Greenpeace, a global environmental advocacy organization, pegs the spike in air pollution over the past few weeks to a 2016 economic stimulus package that incentivized increased production of steel and cement to meet demand in real estate construction and public infrastructure projects.

“With the increase of steel prices came an expansion of coal-fired production in steel-producing areas, and with it, a halt in air quality improvement,” wrote Zhang Kai, senior climate campaigner for Greenpeace, in a December 16 analysis.

Stringent anti-pollution laws that started to take effect in 2014 helped reduce pollution in some Chinese cities by up to 20 percent over a couple of years. But amid an economic slowdown in 2016, the trend started to reverse, as government propped pollution-producing industries to spur economic growth.

The slowdown of air quality improvements become clear in December and over the New Year holiday, when average concentrations of small, harmful particles in the air known as PM2.5 climbed past 500 micrograms per cubic meter in the capital of Beijing and nearby regions. A concentration of these particles above 301 is considered “hazardous” in the United States. The smog is expected to last through the first week of January.

But despite the current smog, some signs point to clearer skies on the horizon, says Ranping Song, senior associate in the Global Climate Program at the nonprofit World Resources Institute.

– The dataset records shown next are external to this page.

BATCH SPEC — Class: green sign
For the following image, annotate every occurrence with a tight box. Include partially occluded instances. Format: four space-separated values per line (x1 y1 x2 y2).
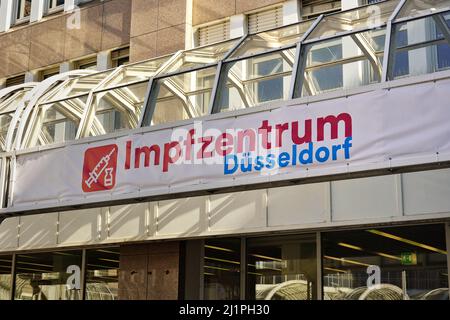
401 252 417 265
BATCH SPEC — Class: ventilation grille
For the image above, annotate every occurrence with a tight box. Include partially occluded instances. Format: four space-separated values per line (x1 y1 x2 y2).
248 6 284 34
197 20 230 47
302 0 341 19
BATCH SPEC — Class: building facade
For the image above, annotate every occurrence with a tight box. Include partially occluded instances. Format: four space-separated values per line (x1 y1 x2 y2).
0 0 449 301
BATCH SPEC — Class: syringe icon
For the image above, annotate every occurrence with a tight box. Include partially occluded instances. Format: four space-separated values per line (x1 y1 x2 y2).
85 148 116 189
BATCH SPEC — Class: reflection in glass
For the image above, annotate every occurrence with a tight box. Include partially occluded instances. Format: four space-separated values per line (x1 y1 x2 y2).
33 95 88 146
146 67 216 126
306 0 398 40
162 40 238 74
0 113 13 151
215 48 296 112
0 88 30 150
230 20 313 59
100 55 172 89
204 239 241 300
85 248 119 300
0 255 12 300
397 0 450 20
391 13 450 79
323 224 448 300
91 82 148 135
14 251 82 300
41 71 113 104
246 235 317 300
297 29 385 97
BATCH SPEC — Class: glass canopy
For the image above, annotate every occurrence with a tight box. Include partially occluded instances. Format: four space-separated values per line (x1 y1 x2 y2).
1 0 450 152
305 0 399 41
396 0 450 20
230 20 314 59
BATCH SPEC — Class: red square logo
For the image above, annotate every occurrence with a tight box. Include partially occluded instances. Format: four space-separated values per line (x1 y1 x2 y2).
82 144 118 193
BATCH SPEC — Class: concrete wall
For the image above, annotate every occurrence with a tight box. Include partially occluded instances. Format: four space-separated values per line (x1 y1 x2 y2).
192 0 286 26
0 0 132 79
129 0 289 63
1 169 450 253
0 0 291 76
130 0 188 63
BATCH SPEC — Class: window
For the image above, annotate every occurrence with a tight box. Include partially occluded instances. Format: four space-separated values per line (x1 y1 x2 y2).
323 224 448 300
254 56 284 103
248 6 283 34
38 66 60 81
0 112 13 151
5 75 25 87
390 12 450 79
214 48 296 112
15 0 32 22
14 250 83 300
212 20 312 113
74 56 97 70
302 0 341 20
204 238 241 300
85 248 119 300
91 81 148 135
0 255 12 300
148 67 215 126
293 1 396 98
307 40 344 94
111 47 130 68
41 107 79 144
47 0 64 12
246 234 318 300
197 20 230 47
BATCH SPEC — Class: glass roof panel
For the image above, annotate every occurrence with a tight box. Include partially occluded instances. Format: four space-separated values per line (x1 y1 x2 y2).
0 89 30 114
0 113 13 151
145 66 216 126
89 82 148 136
214 47 297 113
162 39 238 73
397 0 450 20
229 20 314 59
41 70 114 103
97 55 173 90
306 0 399 41
30 95 89 147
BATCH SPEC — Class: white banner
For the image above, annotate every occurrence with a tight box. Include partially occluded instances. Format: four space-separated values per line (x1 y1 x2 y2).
10 79 450 209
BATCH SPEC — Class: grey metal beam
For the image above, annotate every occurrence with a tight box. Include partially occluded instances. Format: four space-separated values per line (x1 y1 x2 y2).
446 223 450 299
316 232 323 300
351 33 382 81
382 0 407 82
240 237 246 300
289 15 323 99
81 248 87 300
9 253 16 300
208 61 223 115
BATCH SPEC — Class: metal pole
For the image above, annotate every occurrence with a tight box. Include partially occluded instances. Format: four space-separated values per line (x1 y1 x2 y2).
446 222 450 299
401 270 408 300
80 249 87 300
382 0 407 82
289 15 323 99
240 237 247 300
9 253 16 300
316 232 323 300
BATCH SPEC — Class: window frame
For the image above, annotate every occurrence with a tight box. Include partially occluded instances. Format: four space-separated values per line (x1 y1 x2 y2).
46 0 65 15
13 0 32 25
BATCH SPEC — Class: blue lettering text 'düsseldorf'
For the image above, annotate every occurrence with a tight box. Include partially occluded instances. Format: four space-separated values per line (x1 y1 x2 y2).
224 137 353 175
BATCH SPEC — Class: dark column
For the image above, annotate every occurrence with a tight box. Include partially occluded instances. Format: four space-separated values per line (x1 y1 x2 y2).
183 240 204 300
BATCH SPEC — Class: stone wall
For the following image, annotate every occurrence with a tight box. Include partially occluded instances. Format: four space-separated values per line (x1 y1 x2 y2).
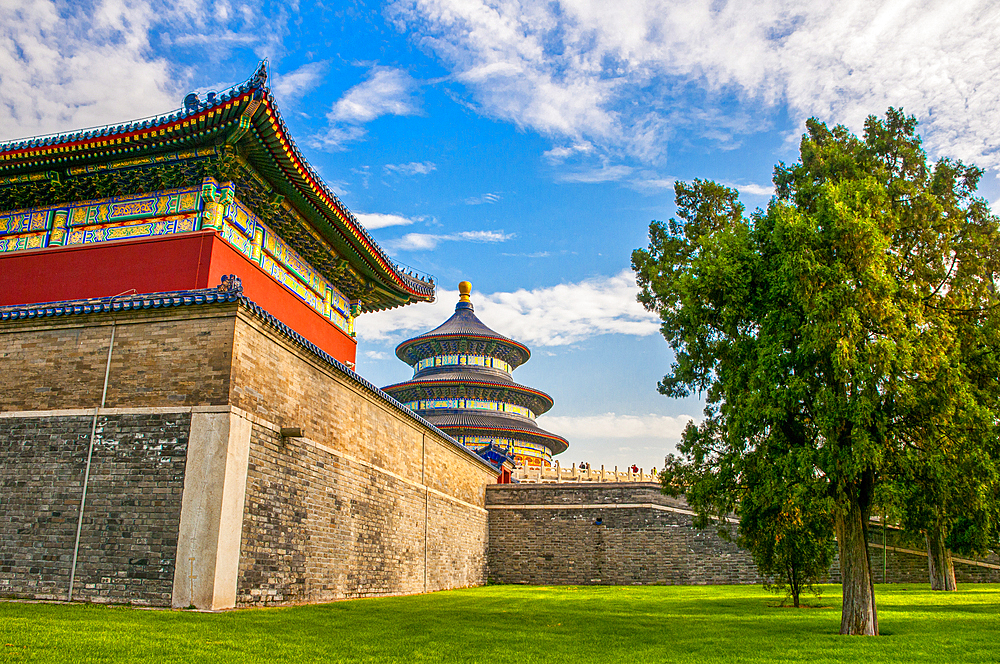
0 307 236 412
487 483 1000 587
0 412 189 605
487 483 762 585
855 526 1000 585
1 298 496 608
232 313 494 606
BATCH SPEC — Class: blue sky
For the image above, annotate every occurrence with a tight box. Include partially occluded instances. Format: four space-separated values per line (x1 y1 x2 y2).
5 0 1000 470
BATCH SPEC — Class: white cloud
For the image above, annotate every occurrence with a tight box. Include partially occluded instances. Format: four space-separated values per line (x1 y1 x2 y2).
384 161 437 175
272 61 328 99
734 183 774 197
556 164 634 183
364 350 390 360
0 0 292 144
385 229 514 251
626 175 676 193
0 0 177 142
465 192 502 205
356 270 660 346
541 412 696 471
389 0 1000 170
539 412 693 442
329 67 419 123
355 212 418 230
318 67 421 147
501 251 550 258
543 142 594 163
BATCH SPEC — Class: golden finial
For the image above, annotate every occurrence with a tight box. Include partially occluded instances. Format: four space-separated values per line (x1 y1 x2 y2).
458 281 472 303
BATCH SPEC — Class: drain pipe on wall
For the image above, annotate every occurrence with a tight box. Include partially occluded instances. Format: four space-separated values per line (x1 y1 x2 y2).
67 290 134 602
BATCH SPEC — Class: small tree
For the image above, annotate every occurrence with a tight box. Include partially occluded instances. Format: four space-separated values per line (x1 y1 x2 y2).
739 459 835 607
664 421 835 608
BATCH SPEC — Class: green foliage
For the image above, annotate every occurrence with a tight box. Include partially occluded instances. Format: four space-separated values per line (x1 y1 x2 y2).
740 476 836 608
637 109 1000 632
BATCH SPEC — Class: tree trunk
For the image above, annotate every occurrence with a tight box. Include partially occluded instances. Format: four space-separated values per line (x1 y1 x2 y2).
835 494 879 635
788 564 801 608
926 519 957 591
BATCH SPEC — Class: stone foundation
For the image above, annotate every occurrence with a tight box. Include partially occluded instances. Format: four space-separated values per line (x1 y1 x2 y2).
0 412 189 605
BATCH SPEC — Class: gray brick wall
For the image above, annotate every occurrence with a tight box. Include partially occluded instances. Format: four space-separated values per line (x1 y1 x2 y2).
237 423 488 606
487 483 762 586
0 413 189 605
487 483 1000 586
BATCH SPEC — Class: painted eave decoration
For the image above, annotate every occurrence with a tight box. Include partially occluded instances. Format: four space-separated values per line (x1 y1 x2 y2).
0 62 433 313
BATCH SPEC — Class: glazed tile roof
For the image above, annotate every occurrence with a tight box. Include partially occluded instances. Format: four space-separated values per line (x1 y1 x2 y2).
382 373 555 415
0 63 433 313
395 301 530 367
385 287 569 459
424 411 569 455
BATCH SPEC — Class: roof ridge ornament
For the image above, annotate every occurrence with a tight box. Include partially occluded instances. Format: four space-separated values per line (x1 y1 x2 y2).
253 60 268 88
457 281 473 311
218 274 244 296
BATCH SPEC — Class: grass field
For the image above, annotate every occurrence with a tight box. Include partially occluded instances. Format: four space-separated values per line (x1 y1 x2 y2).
1 584 998 663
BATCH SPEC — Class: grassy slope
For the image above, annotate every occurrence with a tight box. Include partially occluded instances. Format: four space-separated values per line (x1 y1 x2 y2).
1 584 998 663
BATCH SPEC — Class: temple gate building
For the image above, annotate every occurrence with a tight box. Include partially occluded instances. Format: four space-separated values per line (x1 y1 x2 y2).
383 282 569 468
0 65 499 609
0 63 434 365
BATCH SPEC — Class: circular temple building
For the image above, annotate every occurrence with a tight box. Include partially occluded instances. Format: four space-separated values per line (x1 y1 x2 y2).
383 282 568 468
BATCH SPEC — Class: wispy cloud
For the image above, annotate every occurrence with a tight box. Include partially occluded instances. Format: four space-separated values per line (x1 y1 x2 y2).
386 229 514 251
0 0 294 144
384 161 437 176
357 270 659 346
329 67 420 123
465 192 502 205
364 350 390 360
626 175 676 193
355 212 419 230
543 142 595 164
390 0 1000 171
273 61 328 99
501 250 550 258
735 183 774 197
317 67 421 147
538 412 697 470
556 164 633 183
0 0 177 142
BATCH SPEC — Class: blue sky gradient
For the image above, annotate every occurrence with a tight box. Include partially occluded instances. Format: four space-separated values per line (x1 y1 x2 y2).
5 0 1000 469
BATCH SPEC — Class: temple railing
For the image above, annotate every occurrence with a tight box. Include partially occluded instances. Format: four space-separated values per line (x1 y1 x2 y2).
512 462 658 484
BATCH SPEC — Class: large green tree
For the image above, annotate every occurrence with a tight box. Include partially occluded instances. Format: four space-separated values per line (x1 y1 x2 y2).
633 110 1000 635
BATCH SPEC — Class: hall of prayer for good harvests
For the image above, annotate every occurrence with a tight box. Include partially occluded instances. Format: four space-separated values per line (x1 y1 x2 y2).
383 282 569 469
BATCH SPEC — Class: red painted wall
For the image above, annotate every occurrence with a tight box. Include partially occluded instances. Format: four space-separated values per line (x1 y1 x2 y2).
1 232 216 303
0 231 357 364
203 236 357 364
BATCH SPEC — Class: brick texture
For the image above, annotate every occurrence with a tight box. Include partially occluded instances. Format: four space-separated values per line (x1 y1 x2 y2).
0 413 188 605
1 304 496 607
232 311 495 606
487 483 763 586
229 314 493 508
487 483 1000 587
0 307 236 412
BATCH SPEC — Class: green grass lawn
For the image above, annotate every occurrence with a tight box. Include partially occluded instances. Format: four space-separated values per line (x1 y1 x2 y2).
1 584 998 663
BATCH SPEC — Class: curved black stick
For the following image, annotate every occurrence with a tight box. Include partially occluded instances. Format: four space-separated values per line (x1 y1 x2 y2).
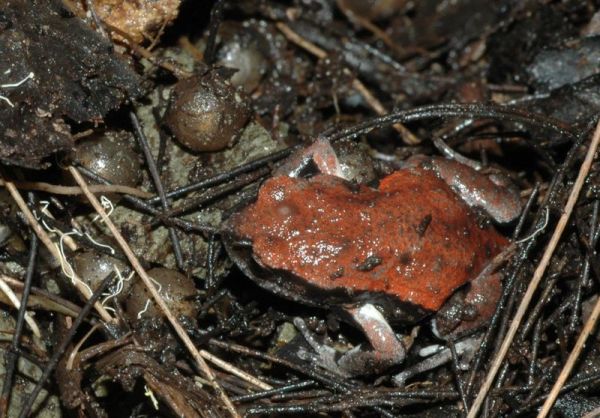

“We will be able to see some progress along the way, but we will continue to be concerned for the public for a long time,” Mr. Song tells The Christian Science Monitor.

Song points to declining coal use as one sign of progress. According to China’s state-run news agency Xinhua, the country’s coal production dropped by 10.2 percent to 2.18 billion tons between 2016 and 2015. And until 2016, China’s air quality overall had been improving for a couple of years, as national efforts to curb air pollution and cut coal use took shape, along with better enforcement of new emission standards for power plants and other industries, as Greenpeace’s senior coal campaigner Lauri Myllyvirta pointed out online on December 2. "It's really clear that the government wants to make environmental changes," says Song.

Over the New Year’s holiday, Chinese officials from the environment ministry penalized more than 500 Chinese companies and around 10,000 car owners for environmental violations, according to CNN, doling out $35 million in fines.

Overall, China is working hard to wean itself off coal and other polluting industries. Beijing and other cities are switching some power stations from coal to cleaner-burning natural gas, and encouraging use of electric vehicles to reduce car emissions. The country also has committed to producing 20 percent of its electricity from non-polluting sources such as wind and solar by 2030 and is one of the world’s biggest investors in clean energy technologies.